Daaraan wordt nog toegevoegd dat meegewogen is dat appellant per datum in geding nog steeds veel klachten, waarvan van vermoeidheid, had. De verzekeringsarts bezwaar en beroep heeft echter gemotiveerd toegelicht dat niet al deze klachten zijn terug te voeren tot een medisch substraat. Omdat de OSAS per datum in geding al geruime tijd, sinds juni 2019, goed was ingesteld met CPAP, ontbreekt de reden voor een urenbeperking die er tijdens de ZWperiode nog wel was. Verder is het in zijn algemeenheid niet zo dat, zoals door appellant ter zitting heeft gesteld, het Uwv elke afwijking van een eerdere beoordeling moet motiveren. Een herbeoordeling is een nieuwe beoordeling over een datum die bij die herbeoordeling in geding is (vergelijk de uitspraak van de Raad van 19 februari 2008, ECLI:NL:CRVB:2008:BC4761). De verzekeringsarts heeft verder navolgbaar toegelicht dat cardiologisch onderzoek van kort voor de datum in geding, geen ernstige afwijkingen opleverde die een verminderde inspanningstolerantie kan verklaren. Zo bleek appellant de fietstest volgens verwachting te kunnen volbrengen. Op grond van de beperkte mitralisklepprolaps, zonder hemodynamische gevolgen, en het feit dat appellant vanwege een hoog risicoprofiel medicatie gebruikt, worden wel enige beperkingen aangenomen als het gaat om zwaar fysiek werk, maar kunnen forse beperkingen in de belastbaarheid niet worden aangenomen. Al in 2018 is verder vastgesteld dat het bij het Miller-Fisher syndroom behorende ziektebeeld goed is opgeklaard. Niet gebleken is dat dit ziektebeeld nadien dan wel per datum in geding is teruggekeerd. In een eerder rapport heeft de verzekeringsarts bezwaar en beroep bovendien geconcludeerd dat het dubbelzien en de gewrichtsklachten van jaren geleden blijken te zijn en deze klachten op dat moment niet meer aanwezig waren. Tot slot is geen aanknopingspunt voor het oordeel dat in de FML een beperking in verband met medicatiegebruik had moet worden aangenomen. Hierbij wordt in aanmerking genomen dat de verzekeringsarts heeft vastgesteld dat appellant niet dagelijks maar gemiddeld slechts één keer per week, 25 mg Amitriptyline gebruikt om te slapen en tegen prikkelbaarheid en eveneens ongeveer één keer per week 5 mg Diazepam.
4.5.
Het Uwv heeft voldoende gemotiveerd dat de aan de berekening van het arbeidsongeschiktheidspercentage ten grondslag gelegde functies in medisch opzicht voor appellant geschikt zijn.
4.6.
Uit 4.2 tot en met 4.5 volgt dat het hoger beroep niet slaagt.

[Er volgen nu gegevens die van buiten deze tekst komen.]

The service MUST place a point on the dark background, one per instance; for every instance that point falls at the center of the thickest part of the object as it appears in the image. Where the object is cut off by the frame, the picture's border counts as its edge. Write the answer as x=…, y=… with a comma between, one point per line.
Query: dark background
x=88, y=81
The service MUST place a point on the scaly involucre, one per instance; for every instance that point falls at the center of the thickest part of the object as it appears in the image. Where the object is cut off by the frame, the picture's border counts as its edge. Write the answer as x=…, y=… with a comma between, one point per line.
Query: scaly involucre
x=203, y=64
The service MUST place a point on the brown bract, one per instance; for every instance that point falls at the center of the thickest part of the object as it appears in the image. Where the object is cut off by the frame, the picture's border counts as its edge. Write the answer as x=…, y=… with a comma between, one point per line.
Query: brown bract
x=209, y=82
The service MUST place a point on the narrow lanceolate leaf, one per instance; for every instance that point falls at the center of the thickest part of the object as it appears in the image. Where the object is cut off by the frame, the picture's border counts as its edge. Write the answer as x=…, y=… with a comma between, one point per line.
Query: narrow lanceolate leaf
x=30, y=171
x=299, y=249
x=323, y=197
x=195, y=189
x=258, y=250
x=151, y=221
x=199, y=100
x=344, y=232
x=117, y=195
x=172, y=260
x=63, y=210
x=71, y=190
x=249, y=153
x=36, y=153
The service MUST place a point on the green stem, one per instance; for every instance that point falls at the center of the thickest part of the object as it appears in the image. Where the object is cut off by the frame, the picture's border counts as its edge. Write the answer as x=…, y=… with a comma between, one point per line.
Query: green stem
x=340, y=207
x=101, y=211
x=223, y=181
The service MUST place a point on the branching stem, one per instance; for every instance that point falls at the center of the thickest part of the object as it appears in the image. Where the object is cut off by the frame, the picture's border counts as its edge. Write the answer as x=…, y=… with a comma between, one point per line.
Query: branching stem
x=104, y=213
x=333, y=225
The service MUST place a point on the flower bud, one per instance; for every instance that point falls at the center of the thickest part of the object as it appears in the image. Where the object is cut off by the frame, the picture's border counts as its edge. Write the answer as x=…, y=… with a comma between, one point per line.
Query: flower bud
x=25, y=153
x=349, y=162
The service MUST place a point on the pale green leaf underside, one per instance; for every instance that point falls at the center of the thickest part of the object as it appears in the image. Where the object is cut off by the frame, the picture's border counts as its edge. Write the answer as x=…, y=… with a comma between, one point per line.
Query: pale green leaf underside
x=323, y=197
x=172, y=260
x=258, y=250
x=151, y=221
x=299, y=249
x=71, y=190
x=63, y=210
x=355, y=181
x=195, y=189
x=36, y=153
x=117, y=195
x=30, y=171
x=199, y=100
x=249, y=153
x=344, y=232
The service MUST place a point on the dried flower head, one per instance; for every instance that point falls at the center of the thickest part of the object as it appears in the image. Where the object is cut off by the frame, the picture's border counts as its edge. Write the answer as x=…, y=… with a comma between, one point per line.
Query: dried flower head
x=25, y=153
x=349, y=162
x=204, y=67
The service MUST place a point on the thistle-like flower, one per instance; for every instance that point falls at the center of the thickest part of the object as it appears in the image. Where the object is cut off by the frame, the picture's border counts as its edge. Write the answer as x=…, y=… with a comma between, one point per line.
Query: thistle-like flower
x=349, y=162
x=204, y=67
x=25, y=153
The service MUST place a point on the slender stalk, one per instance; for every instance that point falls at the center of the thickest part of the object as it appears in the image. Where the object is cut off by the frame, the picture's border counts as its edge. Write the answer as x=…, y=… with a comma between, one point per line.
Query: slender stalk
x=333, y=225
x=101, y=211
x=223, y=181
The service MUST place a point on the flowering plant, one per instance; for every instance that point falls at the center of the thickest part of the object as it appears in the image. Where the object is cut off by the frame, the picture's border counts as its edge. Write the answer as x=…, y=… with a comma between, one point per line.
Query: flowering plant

De aangevallen uitspraak zal worden bevestigd.
5. Voor een veroordeling in de proceskosten bestaat geen aanleiding.

BESLISSING

De Centrale Raad van Beroep bevestigt de aangevallen uitspraak.
Deze uitspraak is gedaan door H.G. Rottier, in tegenwoordigheid van D. Schaap als griffier. De beslissing is uitgesproken in het openbaar op 6 juli 2023.